Let S(x) be the statement "x is a student in the class".

C(x) be "x has studied Calculus".

The domain consist of all the people.

The statement "Every student in the class has studied calculus" is expressed as

∀x(S(x) -> C(x)). (in the book K.H. Rosen)

Now for the case where S(x) is False and C(x) is true, the expression is still true (according to the truth table of "->") which states the statement: "All people who're not students of the class have studied calculus". How come this statement is equivalent to the above statement "Every student in the class has studied calculus"

Answer 1

You are misinterpreting the sentence: ∀x(S(x) -> C(x)). You can read it as "For every x, if x is a student, then x have studied calculus".

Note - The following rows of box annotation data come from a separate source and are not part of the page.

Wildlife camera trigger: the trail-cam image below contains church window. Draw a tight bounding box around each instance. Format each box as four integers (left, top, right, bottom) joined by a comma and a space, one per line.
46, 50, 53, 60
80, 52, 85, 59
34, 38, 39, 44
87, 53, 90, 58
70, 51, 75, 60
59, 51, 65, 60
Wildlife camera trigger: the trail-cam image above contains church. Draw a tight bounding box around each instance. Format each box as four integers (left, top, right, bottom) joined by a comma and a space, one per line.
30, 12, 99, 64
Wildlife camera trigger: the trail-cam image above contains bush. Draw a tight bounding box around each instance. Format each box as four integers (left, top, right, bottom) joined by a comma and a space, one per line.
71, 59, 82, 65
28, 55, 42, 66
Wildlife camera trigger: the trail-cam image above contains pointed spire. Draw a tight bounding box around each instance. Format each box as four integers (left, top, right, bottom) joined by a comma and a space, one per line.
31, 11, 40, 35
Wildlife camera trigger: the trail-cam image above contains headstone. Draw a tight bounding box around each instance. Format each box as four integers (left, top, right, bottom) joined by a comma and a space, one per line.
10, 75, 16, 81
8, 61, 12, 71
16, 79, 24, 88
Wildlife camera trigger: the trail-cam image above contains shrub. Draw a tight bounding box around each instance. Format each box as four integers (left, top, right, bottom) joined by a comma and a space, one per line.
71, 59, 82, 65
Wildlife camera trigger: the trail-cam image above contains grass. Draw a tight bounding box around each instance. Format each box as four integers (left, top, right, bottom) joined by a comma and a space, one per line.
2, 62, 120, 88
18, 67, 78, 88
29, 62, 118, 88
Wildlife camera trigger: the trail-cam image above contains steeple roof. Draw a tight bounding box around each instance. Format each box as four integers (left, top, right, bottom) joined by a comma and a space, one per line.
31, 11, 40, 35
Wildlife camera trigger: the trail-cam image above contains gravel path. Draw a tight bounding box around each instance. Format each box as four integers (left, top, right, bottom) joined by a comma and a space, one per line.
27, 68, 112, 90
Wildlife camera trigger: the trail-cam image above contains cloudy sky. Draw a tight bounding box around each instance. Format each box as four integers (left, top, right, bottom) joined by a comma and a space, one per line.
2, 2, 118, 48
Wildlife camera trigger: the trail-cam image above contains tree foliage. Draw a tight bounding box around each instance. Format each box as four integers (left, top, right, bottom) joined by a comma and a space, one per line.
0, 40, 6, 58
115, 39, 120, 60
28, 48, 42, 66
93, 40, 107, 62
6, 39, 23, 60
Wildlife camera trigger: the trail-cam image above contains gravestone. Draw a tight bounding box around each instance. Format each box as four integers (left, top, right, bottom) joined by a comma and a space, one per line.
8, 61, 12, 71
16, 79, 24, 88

It doesn't make sense to ask if S(x) is False or not since x, being in the reach of the "for all" cuantifier, ranges over the Universal set (the set of people in this case).

To probe that the sentence ∀x(S(x) -> C(x)) is True you need to probe that the sentence

                               S(x) -> C(x)

is True for every x, ie for each person in the set of people.

You should try to write down the statment "All people who're not students of the class have studied calculus", or an easier equivalnet "For all people, if they are not students, then they have studied calculus" and compare with the original.

Answer 2

If for some $x$, it is the case that $S(x)$ is false and $C(x)$ is true, then indeed $S(x)\to C(x)$ is true, this tells us that for ths $x$ also $(\neg S(x))\to C(x)$ is true. But a single example does not warrant $\forall x((\neg S(x))\to C(x))$ (which is the formalization of "All people who're not students of the class have studied calculus").

Answer 3

We have different scenarios in place...

Consider for simplicity the domain $D= \{ John, Rachael, Cody \}$.

Scenario 1) :

$S$ = students in the class = $\{ John, Rachael, Cody \}$

and

$C$ = students of calculus = $\{ John, Rachael, Cody \}$.

We have that $S(John) \to C(John)$ is $T \to T$, i.e. $T$, and this holds for all three.

Thus, in Scenario 1), we have that :

$∀x(S(x) \to C(x))$ is True.

Scenario 2) : $S = \{ John, Rachael, Cody \}$ and $C = \{ Rachael, Cody \}$.

We have that $S(John) \to C(John)$ is $T \to F$, i.e. $F$, and thus :

$∀x(S(x) \to C(x))$ is False.

Finally : Scenario 3) : $S = \{ Rachael, Cody \}$ and $C = \{ Rachael, Cody \}$.

We have that $S(John) \to C(John)$ is $F \to F$, i.e. $T$. And we have $T$ also for $Rachel$ and $Cody$.

Thus, in Scenario 3), we have again that :

$∀x(S(x) \to C(x))$ is True.

Answer 4

Now for the case where S(x) is False and C(x) is true, the expression is still true (according to the truth table of "->") which states the statement: "All people who're not students of the class have studied calculus". How come this statement is equivalent to the above statement "Every student in the class has studied calculus"

As your truth table shows, $\forall x~(S(x)\to C(x))$ is equivalent to $\forall x~(\neg S(x)\lor C(x))$ and also $\forall x ~\neg(S(x)\wedge\neg C(x))$.

That says, an aritrary person will (a) be not a student in the class $\underline{\textit {or}}$ (b) have studied calculus.   That is there will not be any students in the class who has not studied calculus.

Clearly that means everyone who is a student in the class must have studied calculus.